I first watched Tyler Davis in Anaheim, Calif., at the opening EYBL event of 2013. I noticed him immediately with the Texas Titans and didn't recognize his face, so I wondered if he was a sleeper big man from the Class of 2014. So I was particularly intrigued to discover that he was just a rising junior, given his strength and aggression at that early stage.
He continued to impress that spring and summer, competing fiercely against 17-under competition and proving to be a bully in the best sense of the word. The Texas native entered his junior season with scholarship offers from the major in-state schools along with heavy interest from Arizona, Kansas and others.
All that said, Davis entered the 2014 travel season with nagging questions pertaining to his offensive ability. Everyone knew he was a defender and rebounder, but could he score?
The regular season returns this year were mixed. He was efficient as always, but he averaged only 13 points per game — a one-point difference from his 12-point per game average in 2013. In other words, he continued to chug along doing certain things very well and other things just okay.
And then the Peach Jam tipped off in July. Davis elevated his game in North Augusta, S.C., that week, scoring 19 points per contest in six games while shooting 56 percent from the field. Even more striking, after pulling down an underwhelming six boards per contest during the regular EYBL season, he raised his numbers to 11 boards per outing at the Peach Jam.
A big man going for 13 and six is fine, but 19 and 11 puts him into a new category. Such was Davis' summer, and he now ranks No. 24 in the senior class with a chance to make some All-American games next spring. He committed to Texas A&M in late August over a host of major programs and could become a star in College Station.
Davis is a monster. He checks in at 6-9, 270 pounds, so obviously no one is going to push him out of position easily. He also plays a style that reaps rewards from that size, as he can be among the most fearsome rebounders in the country. He's not just big and strong, he boasts outstanding reflexes — always critical for long or awkward bounces off the rim.
|True big men are hard to find, but Davis literally makes his presence felt|
Meanwhile, he also posts strongly on offense, possesses excellent hands and finishes well at the rim. Including both 2013 and 2014, his career EYBL field goal shooting was 59 percent. He's remarkably efficient and, as evidenced by his Peach Jam numbers, can be prolific as well.
Davis does some of his best work with his feet. He uses a drop step and reverse pivot to get shots in traffic, and from here he should continue to improve. He doesn't possess truly elite feet in terms of being nimble, but he's ahead of the curve and particularly at 270 pounds.
His toughness pays all-around dividends and imparts a physical style onto his team. Even when executing less noticeable duties, such as setting a high ball screen, Davis exudes physicality and loves to lay a whipping on opponents.
Davis is a short 6-9. He may be only 6-8, in fact, and regardless he doesn't possess great length. Additionally, he lacks explosive leaping ability and can get snuffed by long-armed shotblockers. As his peers gain strength and close the physical gap, issues with scoring in traffic could arise into more troubling prominence.
He also doesn't move with great elasticity and likely never will be a body control finisher. Maybe that's less important given his power, but nevertheless it's worth noting. In terms of skills, he needs to expand his shooting range and definitely needs to improve his free throw shooting, which was just 64 percent in 45 career games on the EYBL circuit.
The other question pertains to his surprisingly low rebounding output during this year's EYBL regular season.

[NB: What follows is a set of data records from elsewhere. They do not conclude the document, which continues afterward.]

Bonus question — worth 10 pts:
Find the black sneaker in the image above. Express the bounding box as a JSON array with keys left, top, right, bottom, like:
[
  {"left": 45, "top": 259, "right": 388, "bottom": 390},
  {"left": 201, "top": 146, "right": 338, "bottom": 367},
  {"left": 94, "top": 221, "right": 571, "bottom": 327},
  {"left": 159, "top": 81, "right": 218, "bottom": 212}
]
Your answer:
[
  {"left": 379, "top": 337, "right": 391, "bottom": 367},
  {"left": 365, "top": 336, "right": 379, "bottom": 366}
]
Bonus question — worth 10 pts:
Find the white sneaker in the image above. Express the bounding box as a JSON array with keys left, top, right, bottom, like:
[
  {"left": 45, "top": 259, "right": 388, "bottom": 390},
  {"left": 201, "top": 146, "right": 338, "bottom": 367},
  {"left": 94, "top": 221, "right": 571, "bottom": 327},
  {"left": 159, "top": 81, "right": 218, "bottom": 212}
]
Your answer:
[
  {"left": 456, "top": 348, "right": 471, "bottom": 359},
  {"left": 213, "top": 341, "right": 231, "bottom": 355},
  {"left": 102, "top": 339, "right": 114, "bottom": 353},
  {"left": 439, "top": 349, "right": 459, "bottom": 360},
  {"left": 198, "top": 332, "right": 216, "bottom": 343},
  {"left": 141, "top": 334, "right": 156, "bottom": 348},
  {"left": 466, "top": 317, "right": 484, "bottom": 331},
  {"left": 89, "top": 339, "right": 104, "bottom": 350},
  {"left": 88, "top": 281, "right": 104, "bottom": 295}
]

There's reason to believe it was a fluke — he rebounded well during the 2013 season and, of course, there was this summer's Peach Jam — but clearly he'll have to be consistent in that regard to be an immediate impact player for the Aggies.

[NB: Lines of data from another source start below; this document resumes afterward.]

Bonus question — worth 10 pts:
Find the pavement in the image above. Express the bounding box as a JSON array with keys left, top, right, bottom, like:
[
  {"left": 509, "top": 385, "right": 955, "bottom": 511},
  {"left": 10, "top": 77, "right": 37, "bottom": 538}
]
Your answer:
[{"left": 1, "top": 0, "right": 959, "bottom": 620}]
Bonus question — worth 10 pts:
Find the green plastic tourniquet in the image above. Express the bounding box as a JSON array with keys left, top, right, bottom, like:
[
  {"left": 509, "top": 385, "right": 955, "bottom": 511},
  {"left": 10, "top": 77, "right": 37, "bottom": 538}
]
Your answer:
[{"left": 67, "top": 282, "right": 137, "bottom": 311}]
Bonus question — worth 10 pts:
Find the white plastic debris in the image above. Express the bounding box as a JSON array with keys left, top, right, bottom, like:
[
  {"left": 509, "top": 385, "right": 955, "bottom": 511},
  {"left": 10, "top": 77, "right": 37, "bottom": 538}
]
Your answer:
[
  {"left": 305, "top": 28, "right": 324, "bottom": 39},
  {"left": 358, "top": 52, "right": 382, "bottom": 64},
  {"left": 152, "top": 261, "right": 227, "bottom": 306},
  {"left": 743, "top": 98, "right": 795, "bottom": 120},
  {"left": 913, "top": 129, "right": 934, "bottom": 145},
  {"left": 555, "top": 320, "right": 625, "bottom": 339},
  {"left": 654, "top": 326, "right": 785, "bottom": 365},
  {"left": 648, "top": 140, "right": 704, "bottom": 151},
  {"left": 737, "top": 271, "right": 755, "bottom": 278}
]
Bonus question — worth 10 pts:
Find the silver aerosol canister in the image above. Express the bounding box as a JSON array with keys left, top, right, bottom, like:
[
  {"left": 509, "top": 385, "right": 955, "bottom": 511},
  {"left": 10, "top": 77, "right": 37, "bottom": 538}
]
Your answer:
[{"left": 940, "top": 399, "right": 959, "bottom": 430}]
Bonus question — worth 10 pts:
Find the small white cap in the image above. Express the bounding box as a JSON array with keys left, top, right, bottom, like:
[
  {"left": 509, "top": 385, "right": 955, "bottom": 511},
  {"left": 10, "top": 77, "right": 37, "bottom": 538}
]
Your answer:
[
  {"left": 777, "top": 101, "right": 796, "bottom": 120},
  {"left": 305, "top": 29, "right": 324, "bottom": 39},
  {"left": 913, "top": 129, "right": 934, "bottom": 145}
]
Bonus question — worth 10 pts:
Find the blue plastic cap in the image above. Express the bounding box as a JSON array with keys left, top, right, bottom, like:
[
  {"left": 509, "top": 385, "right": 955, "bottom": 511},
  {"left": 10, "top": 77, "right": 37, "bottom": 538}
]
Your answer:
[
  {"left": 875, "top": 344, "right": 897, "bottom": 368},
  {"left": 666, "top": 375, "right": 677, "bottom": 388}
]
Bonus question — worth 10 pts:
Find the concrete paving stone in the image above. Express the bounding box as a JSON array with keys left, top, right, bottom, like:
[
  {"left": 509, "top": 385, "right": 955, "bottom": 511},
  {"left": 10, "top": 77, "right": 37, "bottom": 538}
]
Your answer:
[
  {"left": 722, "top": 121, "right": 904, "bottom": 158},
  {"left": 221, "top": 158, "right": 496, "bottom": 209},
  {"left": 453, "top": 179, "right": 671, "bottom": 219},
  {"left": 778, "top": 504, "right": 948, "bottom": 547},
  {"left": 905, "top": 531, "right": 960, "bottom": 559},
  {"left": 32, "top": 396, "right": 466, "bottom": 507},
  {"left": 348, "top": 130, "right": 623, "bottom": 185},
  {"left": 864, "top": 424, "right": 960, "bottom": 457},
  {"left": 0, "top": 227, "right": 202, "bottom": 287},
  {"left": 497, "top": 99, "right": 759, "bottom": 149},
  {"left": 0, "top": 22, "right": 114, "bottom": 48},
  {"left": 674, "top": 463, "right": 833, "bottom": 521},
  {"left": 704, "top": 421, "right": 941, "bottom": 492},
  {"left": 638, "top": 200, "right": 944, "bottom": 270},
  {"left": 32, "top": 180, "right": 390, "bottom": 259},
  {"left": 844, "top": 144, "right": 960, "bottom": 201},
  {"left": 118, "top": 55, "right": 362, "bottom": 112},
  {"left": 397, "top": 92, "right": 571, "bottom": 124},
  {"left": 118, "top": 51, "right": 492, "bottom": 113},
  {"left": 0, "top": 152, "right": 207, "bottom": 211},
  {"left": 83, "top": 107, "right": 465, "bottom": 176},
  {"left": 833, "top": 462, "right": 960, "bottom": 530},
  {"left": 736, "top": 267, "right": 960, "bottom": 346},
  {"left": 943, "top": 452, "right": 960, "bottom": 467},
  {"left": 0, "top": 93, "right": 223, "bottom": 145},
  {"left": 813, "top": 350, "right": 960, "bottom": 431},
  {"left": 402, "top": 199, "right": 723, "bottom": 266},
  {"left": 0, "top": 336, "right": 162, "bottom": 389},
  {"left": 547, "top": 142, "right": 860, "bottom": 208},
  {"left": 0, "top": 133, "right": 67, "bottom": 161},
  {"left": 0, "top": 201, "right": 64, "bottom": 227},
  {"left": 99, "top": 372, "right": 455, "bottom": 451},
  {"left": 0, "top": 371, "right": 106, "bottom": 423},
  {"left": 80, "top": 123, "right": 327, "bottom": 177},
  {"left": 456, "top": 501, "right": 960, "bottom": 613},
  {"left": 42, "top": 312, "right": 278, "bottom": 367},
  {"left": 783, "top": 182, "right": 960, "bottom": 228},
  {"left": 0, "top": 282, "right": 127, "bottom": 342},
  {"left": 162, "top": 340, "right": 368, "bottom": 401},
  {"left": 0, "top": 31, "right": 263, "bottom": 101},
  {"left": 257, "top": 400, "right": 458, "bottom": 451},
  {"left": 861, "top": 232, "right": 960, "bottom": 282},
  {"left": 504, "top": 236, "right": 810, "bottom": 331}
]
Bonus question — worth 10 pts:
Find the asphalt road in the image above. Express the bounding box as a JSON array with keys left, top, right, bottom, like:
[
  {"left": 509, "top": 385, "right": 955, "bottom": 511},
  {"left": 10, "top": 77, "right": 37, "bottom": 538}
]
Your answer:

Let's face it: A team that falls outside the Ken Pomeroy top 100 (as TAMU did last season) needs a talent upgrade. The Aggies signed a solid class last year led by point guard Alex Robinson, and Davis continues the building project at A&M.
Davis possesses the physique and style to start as a freshman. The Aggies ranked No. 307 in adjusted tempo last year, and that style of play actually may work best for him. He's a grinding, slug-it-out big man, not a fleet-footed athlete who excels in the open floor. The tougher the game, the more valuable Davis' presence will be in the middle.
If he's the scoring and rebounding machine he proved to be versus Peach Jam competition, he may not require a long stay in college before he's ready for the NBA. Davis didn't play to that level in the regular season, however, so whether he has improved or perhaps just had an uncharacteristically hot week remains to be seen.
But even before that week we'd have projected Davis as a huge score for A&M, and now he appears to be more critical to the program than ever.